Results of rare disease data preparation
A total of 5001 unique GARD rare diseases were categorized based on the MONDO disease classes. Table 3 shows the categorization results. Only 799 GARD diseases belonged to a single MONDO category, while most GARD diseases were mapped to multiple MONDO disease categories. For example, GARD:0006735 (Hypophosphatemic rickets) is mapped to three different MONDO disease categories: MONDO:0003847 (Mendelian disease), MONDO:0003900 (connective tissue disease), and MONDO:0021199 (disease by anatomical system). There are 52 GARD diseases that were not grouped into any of MONDO disease categories, because they were either mapped to obsolete MONDO diseases or another two MONDO disease category branches, “Disease Characteristic” and “Disease Susceptibility”, which were excluded from this study.
Results of NIH funding data mapping
Results of NIH funding data retrieval
We downloaded the funding data with funding year spanning from 1985 to 2019 from NIH ExPORTER . A total of 2,457,303 distinct applications with 654,347 unique project titles, 886,895 unique project abstracts, and 2,555,300 publications are cleaned and stored in a MySQL database.
Results of NIH funding data mapped to GARD
Two types of mapping results have been generated via exact name (i.e., String) match and MetaMap annotations.

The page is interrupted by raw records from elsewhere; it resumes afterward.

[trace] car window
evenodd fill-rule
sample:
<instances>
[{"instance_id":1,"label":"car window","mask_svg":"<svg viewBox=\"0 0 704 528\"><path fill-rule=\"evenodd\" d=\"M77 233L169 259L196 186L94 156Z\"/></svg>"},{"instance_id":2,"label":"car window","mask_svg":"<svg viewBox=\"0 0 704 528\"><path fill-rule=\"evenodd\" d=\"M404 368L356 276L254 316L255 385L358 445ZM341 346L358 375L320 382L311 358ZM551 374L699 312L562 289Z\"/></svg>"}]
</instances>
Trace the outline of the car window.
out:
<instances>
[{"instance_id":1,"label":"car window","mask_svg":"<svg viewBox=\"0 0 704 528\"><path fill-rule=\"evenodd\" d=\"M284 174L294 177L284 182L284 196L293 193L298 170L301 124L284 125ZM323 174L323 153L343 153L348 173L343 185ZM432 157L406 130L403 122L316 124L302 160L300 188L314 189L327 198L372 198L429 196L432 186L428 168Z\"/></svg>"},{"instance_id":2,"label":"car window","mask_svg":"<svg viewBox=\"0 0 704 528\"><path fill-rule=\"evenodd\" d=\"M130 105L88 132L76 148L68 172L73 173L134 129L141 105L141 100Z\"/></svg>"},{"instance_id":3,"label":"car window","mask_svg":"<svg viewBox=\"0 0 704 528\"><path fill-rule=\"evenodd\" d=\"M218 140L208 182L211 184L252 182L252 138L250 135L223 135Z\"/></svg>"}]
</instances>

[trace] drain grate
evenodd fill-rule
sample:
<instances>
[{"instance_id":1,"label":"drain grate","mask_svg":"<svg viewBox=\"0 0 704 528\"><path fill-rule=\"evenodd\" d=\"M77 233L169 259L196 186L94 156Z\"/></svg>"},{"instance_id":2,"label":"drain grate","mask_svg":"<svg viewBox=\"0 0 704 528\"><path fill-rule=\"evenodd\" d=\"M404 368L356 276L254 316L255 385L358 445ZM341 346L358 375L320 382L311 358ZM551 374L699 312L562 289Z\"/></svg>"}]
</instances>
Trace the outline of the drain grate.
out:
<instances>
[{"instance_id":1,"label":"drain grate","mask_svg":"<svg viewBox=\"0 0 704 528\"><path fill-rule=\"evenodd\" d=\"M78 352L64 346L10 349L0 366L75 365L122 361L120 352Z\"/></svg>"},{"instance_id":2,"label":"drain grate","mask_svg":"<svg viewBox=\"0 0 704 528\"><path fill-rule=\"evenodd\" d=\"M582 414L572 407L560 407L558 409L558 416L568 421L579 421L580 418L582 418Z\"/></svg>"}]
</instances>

Disease name mapping results
Both GARD disease names and synonyms have been applied to map project titles. 1104 GARD diseases were mapped to 21,027 project titles, which correspond to 63,692 NIH funded applications. Since one project can be funded for multiple years as multiple applications with the same project title, the number of mapped applications is larger than the number of project titles.
MetaMap annotation results
652,975 unique project titles were annotated by the MetaMap annotator and 5,039,735 annotations were generated. To map GARD diseases to those annotations based on UMLS mappings, we first retrieved UMLS mappings for GARD diseases from GARD and MONDO. Specifically, 3468 GARD diseases with UMLS mappings were extracted from GARD, and out of 15,629 MONDO concepts with UMLS mappings, 3980 MONDO entries were mapped to 4032 GARD diseases and corresponding UMLS mappings, which were assigned to those GARD diseases. Together, 1146 GARD diseases were mapped to 13,695 project titles via UMLS mappings.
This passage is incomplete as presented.